10 GB of "ghost" files on my hard drive

Posted:
in Genius Bar edited January 2014
I have a 30 GB Hard disk on my Powerbook. A few weeks ago I suddenly realized that there is only 500 MB of free space, which is pretty much impossible for me to do. When I get info on everything at the root level of the disk, it adds up to 17.5 GB of files on the disk. When I get info on the drive icon it says about 27.5 GB are used.



Could someone suggest how to find the invisible 10 GB of stuff? I'm the only user of the computer, and I use it for typical college student stuff. I do a very limited amout of audio recording and editing which might produce scrap files. The program I use for audio is the shareware Amadeus, and I really only use it occasionally to record myself playing my horn.
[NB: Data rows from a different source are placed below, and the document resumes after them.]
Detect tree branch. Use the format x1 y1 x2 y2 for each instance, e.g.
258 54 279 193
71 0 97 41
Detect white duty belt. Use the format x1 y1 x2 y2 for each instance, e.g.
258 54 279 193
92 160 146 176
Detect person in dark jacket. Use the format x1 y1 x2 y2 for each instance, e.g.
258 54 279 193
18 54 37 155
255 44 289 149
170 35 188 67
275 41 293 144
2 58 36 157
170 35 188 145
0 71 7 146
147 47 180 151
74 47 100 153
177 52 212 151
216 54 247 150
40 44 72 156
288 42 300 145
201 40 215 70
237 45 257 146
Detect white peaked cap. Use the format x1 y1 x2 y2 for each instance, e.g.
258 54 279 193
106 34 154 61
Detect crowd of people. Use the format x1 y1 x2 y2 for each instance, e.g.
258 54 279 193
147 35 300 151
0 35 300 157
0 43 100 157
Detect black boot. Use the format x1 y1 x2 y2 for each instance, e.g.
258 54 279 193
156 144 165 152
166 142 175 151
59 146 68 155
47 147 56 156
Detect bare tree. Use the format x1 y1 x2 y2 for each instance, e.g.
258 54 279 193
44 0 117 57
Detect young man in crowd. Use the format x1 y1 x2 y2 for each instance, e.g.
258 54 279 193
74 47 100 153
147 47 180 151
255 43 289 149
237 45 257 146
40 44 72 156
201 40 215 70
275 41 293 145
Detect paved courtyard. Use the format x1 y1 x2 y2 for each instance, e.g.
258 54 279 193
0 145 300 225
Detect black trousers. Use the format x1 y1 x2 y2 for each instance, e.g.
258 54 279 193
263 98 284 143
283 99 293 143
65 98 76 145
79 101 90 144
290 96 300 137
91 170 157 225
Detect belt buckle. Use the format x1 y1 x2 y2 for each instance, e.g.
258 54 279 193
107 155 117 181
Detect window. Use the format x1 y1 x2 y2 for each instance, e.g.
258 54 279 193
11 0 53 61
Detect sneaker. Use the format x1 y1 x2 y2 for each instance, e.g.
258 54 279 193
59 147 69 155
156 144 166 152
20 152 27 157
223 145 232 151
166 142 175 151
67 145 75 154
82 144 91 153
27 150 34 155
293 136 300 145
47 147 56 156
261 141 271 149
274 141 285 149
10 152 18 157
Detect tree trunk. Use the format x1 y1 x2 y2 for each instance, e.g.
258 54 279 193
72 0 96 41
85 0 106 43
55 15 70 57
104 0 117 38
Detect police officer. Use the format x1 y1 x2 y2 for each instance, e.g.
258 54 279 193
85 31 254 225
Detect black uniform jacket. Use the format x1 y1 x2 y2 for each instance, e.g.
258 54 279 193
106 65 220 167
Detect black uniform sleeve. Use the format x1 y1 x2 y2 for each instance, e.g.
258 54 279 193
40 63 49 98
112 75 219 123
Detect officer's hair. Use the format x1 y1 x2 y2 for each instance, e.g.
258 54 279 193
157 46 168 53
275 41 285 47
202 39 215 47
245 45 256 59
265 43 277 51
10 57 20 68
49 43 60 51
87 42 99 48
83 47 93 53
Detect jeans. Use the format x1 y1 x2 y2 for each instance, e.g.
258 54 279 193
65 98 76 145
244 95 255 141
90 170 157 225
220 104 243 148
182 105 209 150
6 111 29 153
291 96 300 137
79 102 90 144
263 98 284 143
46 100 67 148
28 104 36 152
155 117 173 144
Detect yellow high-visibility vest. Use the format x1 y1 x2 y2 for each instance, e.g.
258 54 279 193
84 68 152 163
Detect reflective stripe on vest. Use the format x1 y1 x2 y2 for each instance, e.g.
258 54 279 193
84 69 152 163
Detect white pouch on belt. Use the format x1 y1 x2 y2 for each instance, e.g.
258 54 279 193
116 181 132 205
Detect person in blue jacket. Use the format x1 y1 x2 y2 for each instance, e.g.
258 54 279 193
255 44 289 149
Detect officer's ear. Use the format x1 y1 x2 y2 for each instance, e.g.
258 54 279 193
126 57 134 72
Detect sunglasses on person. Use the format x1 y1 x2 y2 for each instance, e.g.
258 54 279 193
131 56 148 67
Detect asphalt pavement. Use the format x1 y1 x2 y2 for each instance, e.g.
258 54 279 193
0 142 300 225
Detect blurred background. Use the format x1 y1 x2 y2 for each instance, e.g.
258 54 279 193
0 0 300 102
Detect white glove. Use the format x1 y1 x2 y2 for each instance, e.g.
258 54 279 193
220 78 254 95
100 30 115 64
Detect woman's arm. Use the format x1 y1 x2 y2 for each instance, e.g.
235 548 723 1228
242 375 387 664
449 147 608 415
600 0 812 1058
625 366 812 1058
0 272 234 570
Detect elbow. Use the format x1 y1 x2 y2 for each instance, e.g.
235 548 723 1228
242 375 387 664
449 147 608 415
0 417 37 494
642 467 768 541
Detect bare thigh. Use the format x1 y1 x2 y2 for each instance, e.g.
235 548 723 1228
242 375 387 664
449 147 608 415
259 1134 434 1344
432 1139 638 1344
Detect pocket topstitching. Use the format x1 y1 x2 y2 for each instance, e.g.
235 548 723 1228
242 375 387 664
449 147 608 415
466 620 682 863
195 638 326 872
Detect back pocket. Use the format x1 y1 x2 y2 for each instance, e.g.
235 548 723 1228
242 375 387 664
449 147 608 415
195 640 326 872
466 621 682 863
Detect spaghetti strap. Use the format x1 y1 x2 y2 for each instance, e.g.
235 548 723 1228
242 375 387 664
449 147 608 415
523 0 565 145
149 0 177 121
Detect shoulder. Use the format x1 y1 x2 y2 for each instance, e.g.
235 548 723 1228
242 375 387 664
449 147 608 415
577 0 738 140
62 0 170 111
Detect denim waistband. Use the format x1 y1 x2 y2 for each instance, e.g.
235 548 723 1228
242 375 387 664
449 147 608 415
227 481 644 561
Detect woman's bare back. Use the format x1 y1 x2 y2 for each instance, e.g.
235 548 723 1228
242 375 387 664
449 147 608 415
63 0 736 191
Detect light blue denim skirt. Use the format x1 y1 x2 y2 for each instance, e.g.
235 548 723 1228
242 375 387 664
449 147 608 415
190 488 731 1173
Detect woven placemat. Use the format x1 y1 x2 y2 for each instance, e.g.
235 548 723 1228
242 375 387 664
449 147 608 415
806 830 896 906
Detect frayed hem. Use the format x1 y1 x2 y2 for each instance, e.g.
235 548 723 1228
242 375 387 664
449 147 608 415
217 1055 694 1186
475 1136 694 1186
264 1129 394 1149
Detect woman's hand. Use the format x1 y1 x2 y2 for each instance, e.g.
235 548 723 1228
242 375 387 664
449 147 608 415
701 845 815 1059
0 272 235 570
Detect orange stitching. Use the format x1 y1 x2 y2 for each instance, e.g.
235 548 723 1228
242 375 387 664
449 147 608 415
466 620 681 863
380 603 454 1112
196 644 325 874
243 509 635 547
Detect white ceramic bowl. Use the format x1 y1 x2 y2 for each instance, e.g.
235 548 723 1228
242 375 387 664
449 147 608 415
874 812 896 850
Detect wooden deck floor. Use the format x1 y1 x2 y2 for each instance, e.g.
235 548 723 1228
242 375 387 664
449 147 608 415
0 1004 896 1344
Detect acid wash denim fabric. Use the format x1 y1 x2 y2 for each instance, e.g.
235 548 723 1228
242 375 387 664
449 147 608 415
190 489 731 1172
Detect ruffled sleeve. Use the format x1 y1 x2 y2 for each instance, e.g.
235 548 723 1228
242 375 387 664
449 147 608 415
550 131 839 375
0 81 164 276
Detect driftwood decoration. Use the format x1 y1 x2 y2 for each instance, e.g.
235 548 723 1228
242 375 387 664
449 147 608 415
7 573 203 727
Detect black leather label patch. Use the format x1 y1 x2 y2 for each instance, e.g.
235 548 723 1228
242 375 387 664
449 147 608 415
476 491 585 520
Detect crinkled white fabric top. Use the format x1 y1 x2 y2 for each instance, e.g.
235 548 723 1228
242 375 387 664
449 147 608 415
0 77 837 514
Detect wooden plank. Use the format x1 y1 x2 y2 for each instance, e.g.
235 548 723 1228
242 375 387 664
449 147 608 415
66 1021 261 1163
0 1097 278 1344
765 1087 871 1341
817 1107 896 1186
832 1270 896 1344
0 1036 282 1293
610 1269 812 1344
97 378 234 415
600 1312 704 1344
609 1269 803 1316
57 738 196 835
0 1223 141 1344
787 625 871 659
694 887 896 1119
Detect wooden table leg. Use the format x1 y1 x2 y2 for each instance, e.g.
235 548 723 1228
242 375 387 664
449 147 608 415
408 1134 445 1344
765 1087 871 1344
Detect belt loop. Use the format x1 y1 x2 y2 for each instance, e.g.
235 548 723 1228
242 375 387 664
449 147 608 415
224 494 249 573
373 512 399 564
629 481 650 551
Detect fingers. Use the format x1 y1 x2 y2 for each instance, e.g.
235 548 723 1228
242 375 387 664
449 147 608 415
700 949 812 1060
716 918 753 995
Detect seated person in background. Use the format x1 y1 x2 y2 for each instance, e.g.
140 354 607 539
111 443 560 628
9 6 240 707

Thanks in advance and happy new year!!

Comments

  • Reply 1 of 6
    Take a look at OmniDiskSweeper.
  • Reply 2 of 6
    kickahakickaha Posts: 8,760member
    Actually, go to the Go menu in the Finder, select Go To Folder...



    Enter in /var/vm/ and press Go.



    I bet you'll find your missing 10GB...





    That's the directory where the swap files for your virtual memory are stored. They can get quite big between reboots. Try rebooting, then checking the used disk space again, as well as looking in that folder. Better?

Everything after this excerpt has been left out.